Pour que l’été soit toujours à venir

Plusieurs personnes m’avaient parlé de cette région comme étant une des plus sauvages de France. Et poissonneuse avec ça. J’avais grandement besoin de me recentrer, de me retrouver seul pendant cinq ou six jours.

Un soir, après le dîner, je m’étais mis à mon ordinateur pour me trouver un gîte, un billet de train et une voiture à louer. En moins de temps qu’il n’en fallut à ma femme pour regarder un épisode de série tout était organisé. Le gîte se trouvait à trois heures de train de Paris et deux bonnes heures de route de la gare la plus proche.

Loin de tout, exactement ce que je cherchais.

Photo MC -Reproduction interdite.

À peine arrivé, j’ai sorti mes cartes IGN et demandé au propriétaire des lieux de m’indiquer les meilleures rivières, les coins où j’étais certain de ne croiser personne et où j’aurais peut-être une chance de sortir quelques truites de l’eau.

— Pour ce qui est de croiser personne, c’est simple, pratiquement partout. Il suffit de s’éloigner d’une cinquantaine de mètres des GR ou des sentiers. Pour le poisson, c’est une autre affaire, les rivières s’assèchent d’année en année et les prises se font de plus en plus rares.

Il m’a conseillé quelques rivières sans grande certitude, m’indiquant toutefois celles où il était inutile que je perde mon temps.
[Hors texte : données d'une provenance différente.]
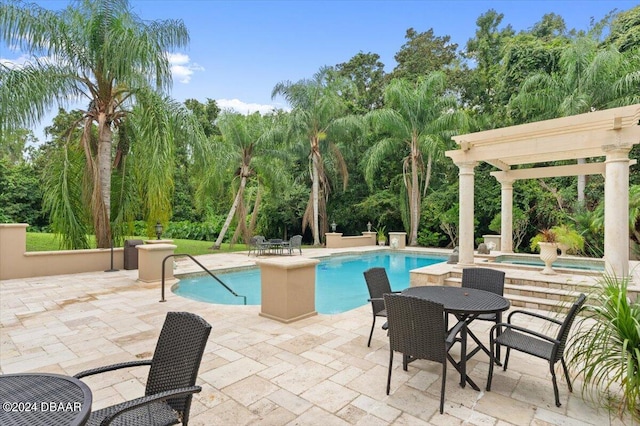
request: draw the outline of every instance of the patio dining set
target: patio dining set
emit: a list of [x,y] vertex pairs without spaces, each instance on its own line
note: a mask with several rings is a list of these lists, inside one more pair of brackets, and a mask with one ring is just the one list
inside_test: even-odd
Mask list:
[[[402,367],[407,371],[408,364],[416,359],[425,359],[442,364],[442,385],[440,392],[440,413],[444,411],[445,381],[447,361],[460,374],[460,386],[469,384],[479,391],[479,386],[467,375],[466,364],[479,352],[489,357],[489,372],[486,390],[491,390],[494,365],[502,366],[506,371],[511,350],[546,360],[553,382],[555,404],[561,406],[555,365],[560,362],[569,391],[573,388],[564,359],[564,349],[573,321],[585,303],[586,296],[580,294],[564,320],[548,317],[537,312],[513,310],[507,321],[503,322],[502,313],[509,309],[510,302],[503,295],[505,273],[489,268],[465,268],[462,273],[461,287],[419,286],[402,291],[392,291],[384,268],[371,268],[364,272],[365,281],[373,311],[373,324],[367,346],[375,329],[376,317],[385,317],[382,326],[389,337],[389,372],[387,377],[387,395],[391,388],[394,352],[402,354]],[[449,326],[449,317],[455,318],[455,325]],[[514,318],[538,318],[555,325],[555,334],[542,334],[526,327],[516,325]],[[471,323],[475,320],[495,323],[489,331],[489,348],[473,333]],[[475,348],[468,351],[469,338]],[[455,360],[450,349],[460,344],[460,359]],[[506,348],[504,363],[500,349]]]
[[253,252],[256,256],[275,254],[292,255],[296,250],[302,254],[302,235],[294,235],[288,241],[282,238],[266,239],[262,235],[256,235],[249,240],[249,253]]
[[[504,272],[488,268],[466,268],[462,285],[409,287],[394,292],[384,268],[364,272],[376,318],[386,318],[383,329],[389,339],[389,369],[386,393],[391,391],[391,375],[395,352],[402,354],[402,368],[424,359],[442,364],[440,413],[444,411],[447,364],[460,375],[460,386],[480,387],[467,374],[467,361],[476,354],[489,357],[486,390],[491,390],[494,365],[507,369],[512,350],[542,358],[549,363],[556,406],[560,406],[555,365],[560,362],[569,391],[572,385],[564,359],[564,348],[571,325],[585,302],[577,297],[564,319],[546,317],[537,312],[513,310],[506,322],[502,313],[510,307],[503,296]],[[543,334],[517,325],[517,316],[535,317],[557,326],[555,334]],[[476,320],[495,323],[485,346],[474,334]],[[198,370],[211,325],[189,312],[169,312],[160,331],[153,357],[85,370],[74,376],[48,373],[0,375],[0,411],[2,425],[170,425],[189,420],[192,396],[202,388],[196,385]],[[477,330],[476,330],[477,332]],[[468,350],[469,343],[475,343]],[[471,344],[473,344],[471,343]],[[460,345],[459,358],[450,352]],[[500,349],[506,349],[504,359]],[[149,367],[145,395],[110,407],[92,411],[92,391],[82,380],[123,368]]]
Le lendemain matin je partais en expédition. J’ai arpenté des vallées, des coteaux, des combes, des adrets, des ravines, j’ai roulé pendant des heures, garé la voiture, me suis enfoncé dans des forêts à faire peur tant c’était dense et loin du monde, j’ai remonté des ruisseaux, suivi des rus, des lits de rivières à sec, rien.

Le surlendemain, rebelote parce que je suis pas du genre à me décourager et à renoncer quand j’ai une idée en tête. Je me suis arrêté à chaque pont pour voir ce qu’il y avait en dessous, j’ai descendu des pentes plus raides que des murs de varappe, j’ai traversé des ronciers plus agressifs que des tigres, j’ai manqué dix fois de glisser sur des rochers, mais rien. Et comme ça pendant quatre jours.

Le cinquième jour, l’avant-veille de mon retour, je suis enfin tombé sur ce que je cherchais. Une rivière digne de ce nom, franche, vive, joyeuse, avec des cascades, des trous plus larges que des piscines californiennes, des gravières scintillantes, des rochers alanguis. Vous pouvez me griller les pieds je dirai pas où c’est.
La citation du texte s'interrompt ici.